Legislative district of the Philippines

Negros Oriental's at-large congressional district was the provincewide electoral district that was used to elect members of Philippine national legislatures in Negros Oriental before 1987.

Negros Oriental first elected its representatives at-large in the 1943 Philippine legislative election for a seat in the National Assembly of the Second Philippine Republic. Before 1943, the province which also included the territory of present-day Siquijor province was represented in the national legislatures through its first and second districts. The province was also earlier represented in the Malolos Congress of the First Philippine Republic in 1898 by appointed delegates residing in Luzon.

The two districts were restored in Negros Oriental ahead of the 1941 Philippine House of Representatives elections whose elected representatives only began to serve following the dissolution of the Second Republic and the restoration of the Philippine Commonwealth in 1945. An at-large district would not be used in the province again until the 1984 Philippine parliamentary election for three seats in the Batasang Pambansa. It became obsolete following the 1987 reapportionment under a new constitution that divided Negros Oriental into three congressional districts.

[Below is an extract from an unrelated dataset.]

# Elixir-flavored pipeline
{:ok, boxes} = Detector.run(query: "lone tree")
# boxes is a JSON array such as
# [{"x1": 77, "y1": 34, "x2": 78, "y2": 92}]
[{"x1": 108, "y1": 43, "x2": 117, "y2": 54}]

==Representation history==

#: Term of office; National Assembly; Seat A; Seat B; Seat C
Start: End; Image; Member; Party; Electoral history; Image; Member; Party; Electoral history; Image; Member; Party; Electoral history
Negros Oriental's at-large district for the Malolos Congress
District created June 18, 1898.
–: September 15, 1898; March 23, 1901; 1st; Mariano Oriola; Independent; Appointed.; Pío del Pilar; Independent; Appointed.; Luciano San Miguel; Independent; Appointed.
#: Term of office; National Assembly; Seat A; Seat B; Seats eliminated
Start: End; Image; Member; Party; Electoral history; Image; Member; Party; Electoral history
Negros Oriental's at-large district for the National Assembly (Second Philippine Republic)
District re-created September 7, 1943.
–: September 25, 1943; February 2, 1944; 1st; Julián L. Teves; KALIBAPI; Elected in 1943.; Guillermo Z. Villanueva; KALIBAPI; Appointed as an ex officio member.
District dissolved into Negros Oriental's 1st and 2nd districts.
#: Term of office; Batasang Pambansa; Seat A; Seat B; Seat C
Start: End; Image; Member; Party; Electoral history; Image; Member; Party; Electoral history; Image; Member; Party; Electoral history
Negros Oriental's at-large district for the Regular Batasang Pambansa
District re-created February 1, 1984.
–: July 23, 1984; March 25, 1986; 2nd; Ricardo D. Abiera; KBL; Elected in 1984.; Andres C. Bustamante; KBL; Elected in 1984.; Emilio Macias; KBL; Elected in 1984.
District dissolved into Negros Oriental's 1st, 2nd and 3rd districts.